Rochelle recoiled just slightly. I knew she didn’t like it when strangers felt licensed to touch her just because of her difference. The officer paused, but squeezed a hank of her hair between his fingers anyway.

“My hair’s been gray since I was a teenager,” she said.

“That’s a trip,” said the officer.

“What about the house?” I asked him.

“It looked okay to me,” he said. “Of course you are going to have to do a thorough look-see to know if anything is missing.
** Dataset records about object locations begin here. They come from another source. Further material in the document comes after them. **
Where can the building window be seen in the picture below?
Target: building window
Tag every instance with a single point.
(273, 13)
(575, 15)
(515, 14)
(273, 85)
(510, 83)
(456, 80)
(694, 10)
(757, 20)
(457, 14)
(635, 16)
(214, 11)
But as far as I can tell, things seem undisturbed.”

A voice squawked out of his receiver, reminding me of the day of the accident. There were dogwood trees in our yard, but this time of year they just stood there leafy and benign.

We sat with him on the porch while he filled out paperwork. Rochelle signed on various dotted lines. As the policeman handed me the pink copy of the triplicate form, he stopped.
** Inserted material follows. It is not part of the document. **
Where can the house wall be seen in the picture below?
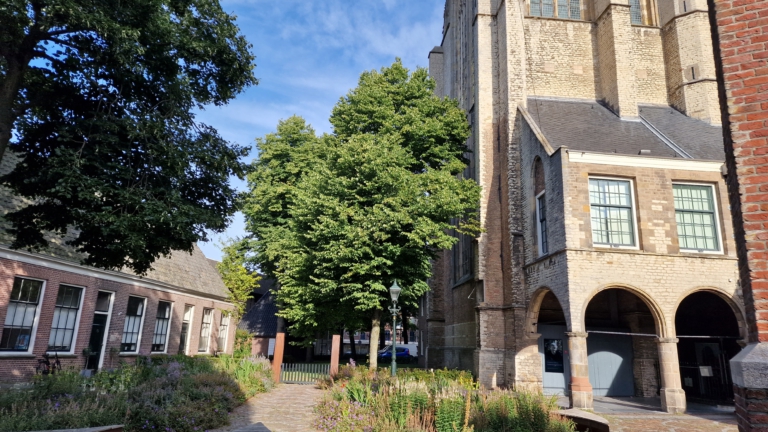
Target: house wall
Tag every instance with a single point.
(15, 367)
“You know who you look like?”

“Yeah,” I said. “I know.”

“Penny, from
Good Times
. You look like Janet Jackson would look if she was a regular person.”

“Is that all?” Rochelle said, holding her hand out for the form.

He shrugged, moving all of his heavy equipment with his big shoulders. “You can go through and see what’s missing if you want. But really—your TV and stuff was all in there. Did you have more jewelry?”

He was looking at Rochelle’s engagement ring. It was somewhat smaller than a dime but plenty large enough to sparkle like a disco ball. She put her left hand behind her. “It’s just costume jewelry.”

The policeman chuckled. “You can save that lie for the crackheads.”

I gave him a careful smile and waited for him to leave.

Rochelle and I held hands as we crossed our threshold. The officer had been right. It didn’t look like anything was missing. The red, white, and blue Priority Mail boxes containing various wedding implements were still stacked against the living room walls. The small television still rested in the particleboard entertainment set, the VCR still attached.

“Do you want to look in your room first, or mine?” Rochelle said.

“Yours,” I said, understanding that there was much more at stake here for her than for me.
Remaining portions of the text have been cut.